A Fast, Accurate Deterministic Parser for Chinese
Wang et al define a chinese parser that uses SVM (or other classifiers) to do shift-reduce parsing in a single pass. They also look at combining classifiers. The main goal is to do fast parsing -- since parsing is done in a single pass, it is much faster than PCFG-type algorithms.
Wang et al use a classic shift-reduce parser. At each step, the classifier must decide whether to shift a new token onto the stack, or to perform a reduction. Reduction can be unary or binary, and binary reductions are marked with a head-direction. (This head-selection is used as a feature for later decisions).
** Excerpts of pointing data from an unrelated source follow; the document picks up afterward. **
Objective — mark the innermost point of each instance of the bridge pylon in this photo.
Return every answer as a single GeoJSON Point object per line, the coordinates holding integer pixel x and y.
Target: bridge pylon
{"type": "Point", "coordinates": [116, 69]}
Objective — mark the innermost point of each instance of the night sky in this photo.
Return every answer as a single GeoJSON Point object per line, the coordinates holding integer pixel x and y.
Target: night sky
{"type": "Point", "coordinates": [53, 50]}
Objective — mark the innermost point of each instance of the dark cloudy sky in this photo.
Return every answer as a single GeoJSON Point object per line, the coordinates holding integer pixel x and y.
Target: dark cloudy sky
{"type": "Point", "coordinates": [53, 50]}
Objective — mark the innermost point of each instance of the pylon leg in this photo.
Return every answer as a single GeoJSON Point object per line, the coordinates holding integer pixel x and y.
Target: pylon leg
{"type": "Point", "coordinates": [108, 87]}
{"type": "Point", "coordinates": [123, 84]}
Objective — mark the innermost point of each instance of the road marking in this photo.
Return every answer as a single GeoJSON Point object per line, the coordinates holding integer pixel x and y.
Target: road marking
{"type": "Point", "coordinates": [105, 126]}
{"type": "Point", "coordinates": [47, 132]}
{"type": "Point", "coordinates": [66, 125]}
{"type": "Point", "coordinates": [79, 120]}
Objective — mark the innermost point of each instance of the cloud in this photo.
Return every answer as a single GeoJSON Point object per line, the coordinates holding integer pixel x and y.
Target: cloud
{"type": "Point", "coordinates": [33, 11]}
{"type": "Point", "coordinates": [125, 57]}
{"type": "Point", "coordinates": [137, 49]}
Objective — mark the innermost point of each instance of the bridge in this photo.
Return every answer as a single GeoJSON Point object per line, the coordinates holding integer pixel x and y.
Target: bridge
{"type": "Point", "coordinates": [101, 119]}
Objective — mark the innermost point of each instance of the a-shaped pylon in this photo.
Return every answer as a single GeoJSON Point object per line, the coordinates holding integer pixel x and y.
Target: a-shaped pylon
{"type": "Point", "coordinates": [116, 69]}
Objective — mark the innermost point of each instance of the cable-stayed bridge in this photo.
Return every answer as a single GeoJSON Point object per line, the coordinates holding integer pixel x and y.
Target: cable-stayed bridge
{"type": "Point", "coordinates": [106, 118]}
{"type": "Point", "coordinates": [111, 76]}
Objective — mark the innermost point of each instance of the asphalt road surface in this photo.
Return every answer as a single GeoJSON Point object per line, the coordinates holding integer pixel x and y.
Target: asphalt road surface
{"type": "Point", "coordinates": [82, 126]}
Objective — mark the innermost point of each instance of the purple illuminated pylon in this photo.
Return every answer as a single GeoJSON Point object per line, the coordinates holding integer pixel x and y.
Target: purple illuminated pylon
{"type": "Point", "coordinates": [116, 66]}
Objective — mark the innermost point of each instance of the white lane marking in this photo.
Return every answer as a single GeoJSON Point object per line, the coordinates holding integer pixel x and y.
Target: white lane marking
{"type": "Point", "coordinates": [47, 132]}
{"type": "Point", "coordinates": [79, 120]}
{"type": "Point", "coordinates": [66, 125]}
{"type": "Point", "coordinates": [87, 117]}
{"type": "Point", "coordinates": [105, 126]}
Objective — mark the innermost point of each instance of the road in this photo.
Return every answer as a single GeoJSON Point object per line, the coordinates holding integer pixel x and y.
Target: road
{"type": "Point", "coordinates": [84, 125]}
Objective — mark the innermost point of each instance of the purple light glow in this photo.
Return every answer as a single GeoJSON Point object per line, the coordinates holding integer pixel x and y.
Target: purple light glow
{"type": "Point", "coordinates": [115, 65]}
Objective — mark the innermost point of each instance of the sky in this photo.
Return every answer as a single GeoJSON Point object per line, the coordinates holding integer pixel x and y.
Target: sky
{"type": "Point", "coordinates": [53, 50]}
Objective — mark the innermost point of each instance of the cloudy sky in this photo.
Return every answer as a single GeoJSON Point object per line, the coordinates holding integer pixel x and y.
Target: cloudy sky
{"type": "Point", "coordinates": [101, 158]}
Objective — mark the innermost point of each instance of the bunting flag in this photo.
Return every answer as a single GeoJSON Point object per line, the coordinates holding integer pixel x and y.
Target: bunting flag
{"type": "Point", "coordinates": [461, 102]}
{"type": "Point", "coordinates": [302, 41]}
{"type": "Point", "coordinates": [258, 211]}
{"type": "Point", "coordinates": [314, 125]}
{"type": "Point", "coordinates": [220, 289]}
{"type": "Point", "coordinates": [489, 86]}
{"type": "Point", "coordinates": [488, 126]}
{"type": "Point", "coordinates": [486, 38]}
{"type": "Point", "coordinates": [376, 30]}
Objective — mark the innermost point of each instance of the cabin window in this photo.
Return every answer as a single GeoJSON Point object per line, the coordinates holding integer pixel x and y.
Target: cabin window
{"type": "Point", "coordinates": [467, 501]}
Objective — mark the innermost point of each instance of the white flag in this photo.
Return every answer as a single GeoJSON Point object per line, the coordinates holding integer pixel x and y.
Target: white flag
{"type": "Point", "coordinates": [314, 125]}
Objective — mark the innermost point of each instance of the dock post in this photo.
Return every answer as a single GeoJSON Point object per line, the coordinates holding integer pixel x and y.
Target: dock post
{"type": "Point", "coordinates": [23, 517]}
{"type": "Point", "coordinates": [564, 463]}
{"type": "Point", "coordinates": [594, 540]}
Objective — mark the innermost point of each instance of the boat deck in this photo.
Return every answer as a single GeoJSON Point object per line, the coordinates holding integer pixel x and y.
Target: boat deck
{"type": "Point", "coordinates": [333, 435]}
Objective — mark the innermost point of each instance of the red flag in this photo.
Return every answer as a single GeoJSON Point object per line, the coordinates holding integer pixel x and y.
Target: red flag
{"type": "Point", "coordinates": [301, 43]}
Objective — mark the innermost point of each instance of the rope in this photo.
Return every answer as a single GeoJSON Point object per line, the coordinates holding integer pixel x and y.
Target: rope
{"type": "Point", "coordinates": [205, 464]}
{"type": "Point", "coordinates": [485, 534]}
If the classifier selects an invalid action given the state, then the parse fails.
Wang et all tried several classifiers: SVMs with degree 2 polynomial kernel; maxent; decision trees; and memory-based learning. SVMs give the best performance, decision trees are fastest, and maxent is in the middle. (No paired features for maxent, which might explain its lower performance.)
I'm still a little unclear on the features used. E.g., some of the features below may actually be combined?? See the paper for more details (what little there is), but here is a basic list:
- boolean: are we expecting a close punctuation mark?
- boolean: is queue empty?
- boolean: is there a comman between stack[-1] and stack[-2]
- last action by the classifier
- number of words in stack[-1]
- number of words in stack[-2]
- headword of stack[i], i=[-1, -2, -3, -4]
- part of speech of stack[i], i=[-1, -2, -3, -4]
- headword of queue[i], i=[1, 2, 3, 4]
- part of speech of queue[i], i=[1, 2, 3, 4]
- nonterminal label of stack[-1]
- nonterminal label of stack[-2]
- number of punctuation chars in stack[-1]
- number of punctuation chars in stack[-2]
- rhythmic features of stack[-1] and of stack[-2]
- linear distance between headwords of stack[-1] and stack[-2]
- nonterminal label, pos, and hedadword of left & right child of stack[-1] and stack[-2]